The use of "squish" bands can increase combustion efficiency. A squish band, or zone, is an area of the piston surface that is fitted to within .020" - .040" clearance of the head at top dead center. This close fit is achieved by deck height adjustments (varying the head and cylinder gasket thickness' for the desired clearance). A squish band increases power by squeezing the air/fuel mixture toward the center of the chamber which promotes turbulence and further vaporizes the mixture for improved combustion efficiency.

Weight

Physics tells us that an object at rest tends to remain at rest. It logically follows that the amount of energy required to move a motorcycle at "X" velocity is proportional with the mass of the motorcycle. In other terms, the lighter the bike, the quicker it will accelerate with "X" amount of applied force.

Horsepower and torque are inextricably math-related. Torque is the amount of force produced. Horsepower is the amount of work produced within a unit of time.

Torque = horsepower X 5252 / rpm

Horsepower = torque X rpm / 5252

Most Harley bikers recognize that a factory 1200cc Sportster has quicker acceleration than a factory 1340cc Low Rider because of it's superior power-to-weight ratio. Both engines make roughly the same amount of horsepower (50 some-odd) but the 1200 weighs considerably less. Hypothetically, lets say that a 1200 Sporty weighs 550 pounds wet: > 550 LB divided by 50 HP = 11 pounds per horsepower. If the Low Rider weighs 650 pounds: > 650 LB divided by 50 HP = 13 pounds per horsepower. More dramatically, consider a top fuel drag bike that weighs only 400 pounds and makes 300 HP: > 400 LB divided by 300 HP = 1.3 pounds per horsepower...........no wonder they haul-ass!

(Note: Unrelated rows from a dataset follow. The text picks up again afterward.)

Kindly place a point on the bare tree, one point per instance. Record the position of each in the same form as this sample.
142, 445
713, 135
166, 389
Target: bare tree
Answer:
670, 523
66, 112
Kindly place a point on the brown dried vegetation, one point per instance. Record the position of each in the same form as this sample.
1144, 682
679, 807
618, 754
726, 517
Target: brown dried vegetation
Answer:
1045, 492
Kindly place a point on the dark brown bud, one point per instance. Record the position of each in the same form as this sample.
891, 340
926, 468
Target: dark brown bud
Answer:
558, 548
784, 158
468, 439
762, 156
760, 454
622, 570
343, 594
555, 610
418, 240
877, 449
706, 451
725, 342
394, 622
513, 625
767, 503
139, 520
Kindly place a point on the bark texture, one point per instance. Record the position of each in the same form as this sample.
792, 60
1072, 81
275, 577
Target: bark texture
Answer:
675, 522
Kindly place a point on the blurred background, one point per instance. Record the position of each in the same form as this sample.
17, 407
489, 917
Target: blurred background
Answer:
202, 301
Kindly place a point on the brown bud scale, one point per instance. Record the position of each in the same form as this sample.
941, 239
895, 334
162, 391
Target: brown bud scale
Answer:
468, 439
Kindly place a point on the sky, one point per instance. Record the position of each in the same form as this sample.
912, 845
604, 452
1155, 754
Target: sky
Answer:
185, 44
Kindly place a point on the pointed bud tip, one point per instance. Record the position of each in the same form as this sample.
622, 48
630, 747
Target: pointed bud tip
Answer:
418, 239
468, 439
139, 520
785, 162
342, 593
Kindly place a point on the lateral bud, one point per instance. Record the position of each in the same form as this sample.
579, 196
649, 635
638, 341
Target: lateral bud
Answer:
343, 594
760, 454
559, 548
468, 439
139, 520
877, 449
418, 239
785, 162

Let's go back to the 50 HP Low Rider. If we install an efficient exhaust system and air filter, a hot ignition and coil(s), and carefully jet and tune the beast, we could end up with near 70 HP. The Low Rider still weighs 650lbs: > 650 LB divided by 70 HP = 9.3 pounds per horsepower - superior to the stock Sportster's 11 pounds per horsepower. Now the Sportster owner is pissed because our Low Rider has better acceleration, so he makes the same engine mods and also gets 70 HP: > 550 LB divided by 70 HP = 7.8 pounds per horsepower and the race is on. This sort of competition can push reasonable men to seemingly unreasonable measures in pursuit of horsepower and it is what drives the sport of drag racing!

Engine components are also subject to the power-consuming effects of weight. Any engine will be more responsive if it's rotating and reciprocating parts are as light as possible while retaining sufficient strength for their function. Lighter parts simply have less inertia to overcome during engine acceleration and deceleration.

Drag racers are particularly well-acquainted with the virtues of lightness and go to great extremes to lighten their race bikes. Some even inflate their tires with helium instead of air. The benefits of lightness also apply to street bikes. One method of reducing bike mass is the removal of superfluous components. Another method is to replace heavy steel and/or cast iron parts with lighter aluminum, magnesium, fiberglass, carbon fiber and plastic. If you want more acceleration, put that Hog on a diet and enjoy the added bonus of more responsive handling and quicker braking.